April 26th, 2010 at 4:23 pm
ALVIN – Though the process of renovation was long and trying, South Park Baptist Church has emerged from the destruction caused by Hurricane Ike 18 months later to stand restored and more dedicated than ever before to reaching its community for Christ.
Though the church experienced extensive damage to its facilities, the members stood strong, joining together, continuing to share the hope of Christ in the midst of disaster and forming a plan to restore the church campus.
“The church has been drawn closer together” said Mike Webb, a church deacon and chairman of the transitional building committee. “This has just been a time for us to learn to adapt, to learn to reach the lost of our city and to work with other churches in the city.”
The church’s sanctuary, children’s building and two education buildings were severely damaged, only leaving the fellowship hall usable after the hurricane. All together, the campus encountered close to $1 million worth of damages.
“The inside of the buildings became very large terrariums,” said James McGlothlin, interim pastor at South Park Baptist Church. “What the storm didn’t knock over, it ruined through dumping buckets of rain.”

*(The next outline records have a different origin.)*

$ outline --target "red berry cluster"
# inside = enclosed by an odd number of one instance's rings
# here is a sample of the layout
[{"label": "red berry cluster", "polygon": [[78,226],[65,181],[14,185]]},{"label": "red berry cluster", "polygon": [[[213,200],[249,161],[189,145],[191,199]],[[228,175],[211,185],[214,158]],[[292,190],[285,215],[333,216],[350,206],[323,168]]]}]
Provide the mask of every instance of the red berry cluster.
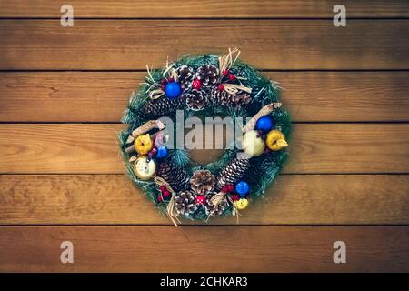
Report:
[{"label": "red berry cluster", "polygon": [[171,82],[175,82],[175,79],[173,77],[169,77],[169,78],[162,78],[161,79],[161,89],[162,91],[165,91],[165,88],[166,87],[166,84],[171,83]]},{"label": "red berry cluster", "polygon": [[170,198],[171,193],[165,185],[161,186],[159,189],[161,190],[161,194],[157,196],[157,202],[164,202],[164,199]]},{"label": "red berry cluster", "polygon": [[154,147],[153,149],[151,149],[151,151],[148,153],[148,158],[151,159],[153,157],[155,157],[155,156],[156,156],[157,154],[157,148]]},{"label": "red berry cluster", "polygon": [[237,201],[240,199],[240,196],[238,194],[234,193],[234,186],[233,185],[225,186],[222,188],[223,193],[230,193],[232,195],[232,199],[234,201]]}]

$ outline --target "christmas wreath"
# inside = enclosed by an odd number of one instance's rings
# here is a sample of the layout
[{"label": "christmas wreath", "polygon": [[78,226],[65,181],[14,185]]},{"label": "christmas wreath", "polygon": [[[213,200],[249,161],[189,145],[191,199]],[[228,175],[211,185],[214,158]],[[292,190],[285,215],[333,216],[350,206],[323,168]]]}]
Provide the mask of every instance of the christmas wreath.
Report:
[{"label": "christmas wreath", "polygon": [[[163,69],[147,66],[145,82],[133,93],[122,119],[128,125],[119,139],[129,176],[176,226],[179,217],[238,219],[239,211],[264,195],[287,156],[290,119],[278,102],[279,86],[239,55],[234,49],[222,56],[185,56]],[[192,161],[185,147],[169,141],[181,129],[163,121],[181,113],[184,122],[192,116],[244,120],[239,142],[217,161]]]}]

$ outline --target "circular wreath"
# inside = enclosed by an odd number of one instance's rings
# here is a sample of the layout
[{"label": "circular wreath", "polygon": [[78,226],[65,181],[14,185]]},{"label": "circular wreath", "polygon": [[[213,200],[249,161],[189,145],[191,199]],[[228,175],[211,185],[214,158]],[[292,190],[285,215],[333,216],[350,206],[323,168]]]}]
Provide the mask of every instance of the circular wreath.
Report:
[{"label": "circular wreath", "polygon": [[[179,217],[238,218],[239,211],[264,194],[287,156],[290,118],[278,102],[277,83],[239,55],[234,49],[222,56],[185,56],[163,69],[147,66],[145,82],[133,93],[122,119],[128,125],[119,139],[129,176],[176,226]],[[190,160],[185,148],[166,141],[176,129],[162,122],[175,120],[179,110],[185,120],[243,118],[241,146],[234,144],[207,165]]]}]

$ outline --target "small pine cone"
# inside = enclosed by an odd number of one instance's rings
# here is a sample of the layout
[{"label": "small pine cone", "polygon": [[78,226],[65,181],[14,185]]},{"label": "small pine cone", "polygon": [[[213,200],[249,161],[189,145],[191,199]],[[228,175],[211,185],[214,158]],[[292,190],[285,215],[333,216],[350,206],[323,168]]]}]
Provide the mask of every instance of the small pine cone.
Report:
[{"label": "small pine cone", "polygon": [[216,206],[211,204],[211,198],[216,193],[214,192],[207,196],[206,204],[204,205],[204,211],[207,216],[221,216],[225,209],[229,207],[229,203],[226,198],[223,199]]},{"label": "small pine cone", "polygon": [[144,111],[149,118],[168,116],[175,113],[176,110],[184,109],[185,102],[186,99],[184,96],[177,99],[169,99],[166,96],[162,96],[147,101],[144,106]]},{"label": "small pine cone", "polygon": [[199,111],[204,108],[207,101],[206,95],[202,90],[193,89],[185,94],[187,107],[194,111]]},{"label": "small pine cone", "polygon": [[163,162],[159,165],[156,175],[163,177],[174,191],[182,191],[190,188],[189,175],[183,167],[175,166],[170,162]]},{"label": "small pine cone", "polygon": [[189,216],[197,210],[196,195],[190,191],[178,192],[175,196],[175,209],[183,216]]},{"label": "small pine cone", "polygon": [[196,77],[203,86],[212,86],[219,81],[219,69],[212,65],[204,65],[197,69]]},{"label": "small pine cone", "polygon": [[184,89],[188,89],[192,86],[192,82],[195,79],[194,70],[185,65],[179,66],[176,69],[176,74],[179,77],[178,82]]},{"label": "small pine cone", "polygon": [[209,170],[197,170],[190,178],[190,186],[198,195],[205,195],[214,188],[215,177]]},{"label": "small pine cone", "polygon": [[234,158],[227,165],[217,177],[217,189],[237,183],[243,179],[250,168],[250,160],[248,158]]},{"label": "small pine cone", "polygon": [[230,95],[230,102],[235,106],[243,106],[249,104],[252,101],[250,94],[247,92],[239,92],[235,95]]},{"label": "small pine cone", "polygon": [[210,97],[213,102],[222,105],[228,105],[230,104],[230,95],[223,90],[220,91],[216,86],[210,91]]}]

The First Methodist Church in Alvin allowed the church to hold worship services in its building the Sunday after the storm struck so that the members could continue to worship together. In the following weeks, South Park Baptist Church members split into two worship services and met in the fellowship hall, the only building not harmed by the storm.
Texas Baptists Church Strategist Richard Mangum offered the church funds to help with the immediate rebuilding efforts needed after the storm, but graciously the church declined, stating that there are churches with greater needs than theirs.

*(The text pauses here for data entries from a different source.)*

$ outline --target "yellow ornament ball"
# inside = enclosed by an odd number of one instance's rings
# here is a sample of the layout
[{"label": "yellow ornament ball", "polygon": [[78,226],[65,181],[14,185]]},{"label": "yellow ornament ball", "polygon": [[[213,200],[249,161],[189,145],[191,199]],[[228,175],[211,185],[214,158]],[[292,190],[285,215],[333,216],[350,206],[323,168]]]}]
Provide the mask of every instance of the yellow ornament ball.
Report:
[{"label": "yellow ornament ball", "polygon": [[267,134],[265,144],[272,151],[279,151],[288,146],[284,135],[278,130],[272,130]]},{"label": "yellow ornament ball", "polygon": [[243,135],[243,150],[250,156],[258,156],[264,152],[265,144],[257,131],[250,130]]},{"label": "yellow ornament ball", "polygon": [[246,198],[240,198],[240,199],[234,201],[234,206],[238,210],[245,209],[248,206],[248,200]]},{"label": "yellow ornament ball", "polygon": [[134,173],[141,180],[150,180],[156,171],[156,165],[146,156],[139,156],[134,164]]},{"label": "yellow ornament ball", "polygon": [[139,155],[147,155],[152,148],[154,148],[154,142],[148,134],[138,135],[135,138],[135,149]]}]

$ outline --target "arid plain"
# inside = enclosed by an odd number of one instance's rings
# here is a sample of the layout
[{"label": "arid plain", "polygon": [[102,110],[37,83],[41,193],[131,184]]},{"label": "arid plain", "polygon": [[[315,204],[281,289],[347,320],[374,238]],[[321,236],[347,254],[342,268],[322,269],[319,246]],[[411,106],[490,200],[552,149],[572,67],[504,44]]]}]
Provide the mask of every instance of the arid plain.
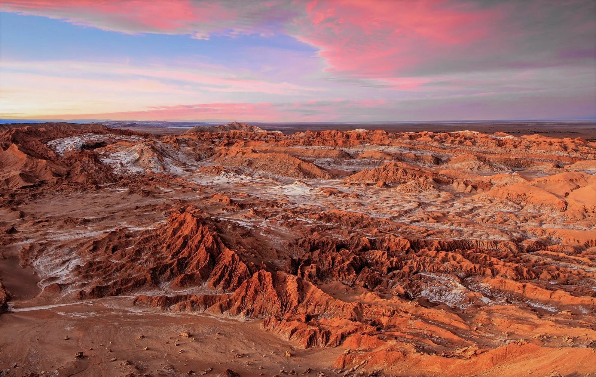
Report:
[{"label": "arid plain", "polygon": [[594,140],[367,128],[0,126],[0,376],[596,372]]}]

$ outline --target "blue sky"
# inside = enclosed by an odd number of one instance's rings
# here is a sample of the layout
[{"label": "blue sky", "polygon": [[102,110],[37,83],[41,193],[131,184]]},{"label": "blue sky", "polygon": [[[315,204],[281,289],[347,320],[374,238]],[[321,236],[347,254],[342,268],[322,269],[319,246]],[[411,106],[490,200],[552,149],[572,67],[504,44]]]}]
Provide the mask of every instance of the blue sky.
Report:
[{"label": "blue sky", "polygon": [[0,5],[0,117],[596,115],[590,1],[52,2]]}]

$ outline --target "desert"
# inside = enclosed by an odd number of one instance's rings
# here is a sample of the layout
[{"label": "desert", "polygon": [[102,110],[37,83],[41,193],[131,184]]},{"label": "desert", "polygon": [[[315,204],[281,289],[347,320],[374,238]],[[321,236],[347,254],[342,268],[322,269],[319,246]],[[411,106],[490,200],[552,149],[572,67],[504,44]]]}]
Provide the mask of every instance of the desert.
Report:
[{"label": "desert", "polygon": [[596,143],[0,125],[0,375],[596,372]]}]

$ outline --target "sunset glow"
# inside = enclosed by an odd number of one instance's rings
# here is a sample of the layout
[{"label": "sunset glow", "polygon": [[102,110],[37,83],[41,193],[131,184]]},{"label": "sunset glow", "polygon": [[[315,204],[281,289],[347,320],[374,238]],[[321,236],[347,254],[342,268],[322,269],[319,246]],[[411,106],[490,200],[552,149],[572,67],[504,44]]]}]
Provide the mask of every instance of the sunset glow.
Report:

“It just shows the sensitivity of the church to other churches,” Mangum said. “Bruce [Peterson, former pastor,] said we are a strong church and we will be OK, so take those funds and use it for a church that needs it more than us. And I did.”
To help with the restoration, the church established a transition team to choose contractors and to work with the insurance company to begin making repairs to the building. Though the majority of the storm damages were covered by the church’s insurance policies, the church had to use additional budgetary funds to pay for the removal of the asbestos found in the children’s building and update the baptistry.
During the renovation process, the church’s pastor of 18 years, Bruce Peterson, retired. Though members said Peterson led the church well, they said the months following filled with an interim pastor and building renovation has pushed the church to seek the Lord in a new way to discover what future direction they are supposed to follow.
“I don’t think that things happen by coincidence,” Webb said. “Now that [the renovation] is over and even in that time, we think God was helping us see a different path and preparing us for something,” Webb said. “I think the church was really good about coming together and supporting one another.”
The church held their first service back in the sanctuary on Christmas Eve 2009, but the remainder of the buildings were not completely restored until February 2010. To celebrate the completion of the renovation, the church held a rededication service Feb. 14, recognizing the journey the Lord had carried the church through and looking forward to the ministry God has for the church in the coming months and years.
The service was “just a time to refocus saying we want you (members) to place your heart back into the church during 2010,” Webb said. It was “a rededication of the facilities but also a dedication of the people back to the church.”
Randel Everett, Texas Baptists executive director, sent a letter acknowledging the church’s dedication and stating that the Texas Baptist family was praying for the church as they step into a new age of service for the church.
“I think basically it was my sense from the pastor to the members that they were very resilient and grateful that they had not received more damage,” Mangum said. “They knew that God was going to see them through and help them get to the other side of this and have something better on the other side.”
Webb agrees, stating that the church sees that God sustained them for a reason, recognizing that He isn’t done using the church to influence the community and even the world for His kingdom. “There is something bigger out there that we think God is preparing us for,” Webb said. “I think He is just preparing us for the next step. I don’t’ know that he has revealed that next step to anyone. We are still in the building stages of learning what that is.”
As the church settles back into the facilities and continues to search for a new pastor, the members continue to search for ways to share the hope of Christ with all people groups in the city. “We are getting information from the city of Alvin, what unreached groups are here,” McGlothlin said. “They are in process of seeing that their location is good for the future growth of Alvin. They see they need to reach the people who come here. We are ever discovering in Texas that the Lord has brought the world to our doorstep. Though foreign missions is important, we are seeing that you can do missions without even leaving our block.”
Above all, the church recognizes that the last 18 months has been a story of God’s provision in all types of circumstances. As they continue to look for a pastor, they are excited to see how God will continue to use the church to reach the community with the gospel.
“It is the testimony of the faithfulness of God in trying circumstances,” McGlothlin said.